Our study demonstrated that Kyn/Trp ratio was significantly reduced (p < 0.0001) after four weeks anti-PCP treatment. And Clement et al. observed that IDO activity in patients with tuberculosis declined to levels similar to those in controls after 6 months of tuberculosis treatment [9]. However, the mechanism of IDO activity change in clinical response is not clear.

Araujo et al. depicted that the immunological balance mediated by the axis IDO/aryl hydrocarbon receptor is fundamental to controlling the severity of pulmonary paracoccidioidomycosis (PCM) [7]. Moreover, one study revealed that kyn-mediated Trp catabolism can independently predict increased mortality among HIV-infected Ugandan patients [22]. Additionally, some studies have showed the significance of IDO activity in prediction of clinical outcome. In patients with bacteraemia, Huttunen et al. presented that serum IDO activity was significantly higher in non-survivors than in survivors, describing the role of IDO activity as an independent predictor of death in the context of bacteraemia [23]. This was similar to the finding of Tattevin et al., who represented that 43% of septic patients with bacteraemia were associated with higher serum IDO activity and IDO activity was associated with sepsis severity and mortality [24]. Similar to these studies, our data indicate that plasma IDO activity may be a biomarker for prediction of death in AIDS-PCP patients. IDO activity was significantly higher in non-survivors compared to survivors among PCP patients (P = 0.002). In addition, we found that PaO2/FiO2 ≤ 300 mmHg group had a higher Kyn/Trp ratio than PaO2/FiO2 > 300 mmHg group of AIDS-PCP patients when they were admitted to the hospital (p = 0.007). After two months of observation, we found that 9 (9/18) patients were dead in PaO2/FiO2 ≤ 300 mmHg group and 2 (2/31) patients were dead in PaO2/FiO2 > 300 mmHg group.

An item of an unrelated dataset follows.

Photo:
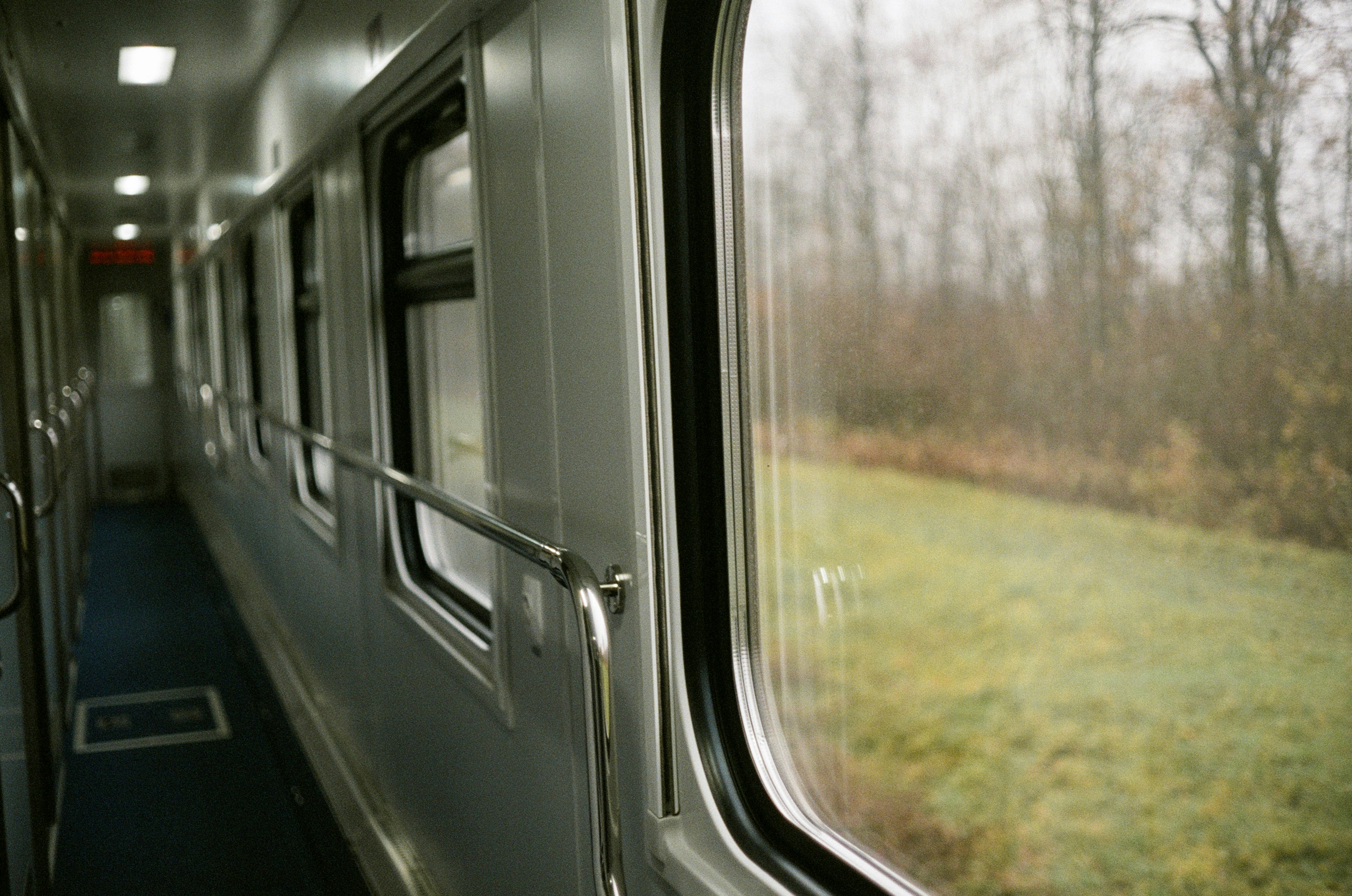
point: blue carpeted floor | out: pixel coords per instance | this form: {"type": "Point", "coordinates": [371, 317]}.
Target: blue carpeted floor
{"type": "Point", "coordinates": [241, 816]}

However, there were several limitations associated with our study. First, the limited sample size was not enough to determine the significance of IDO activity in AIDS-PCP patients. Second, clinical diagnosis of PCP may have false positive defects. Next, IDO activity in AIDS-PCP patients was presented by measuring their plasma concentrations of Kyn and Trp; however, the specific cell types or tissues were not investigated for the expression of functional IDO in these patients. Third, it remains unclear whether our results can be applied to HIV-uninfected and/or paediatric populations.

Conclusions

IDO activity was associated with survival of patients with PCP. IDO activity can be one of candidate biomarkers for prediction of prognosis in PCP. Further studies with well-design should be followed to evaluated clinical usefulness of IDO activity in PCP.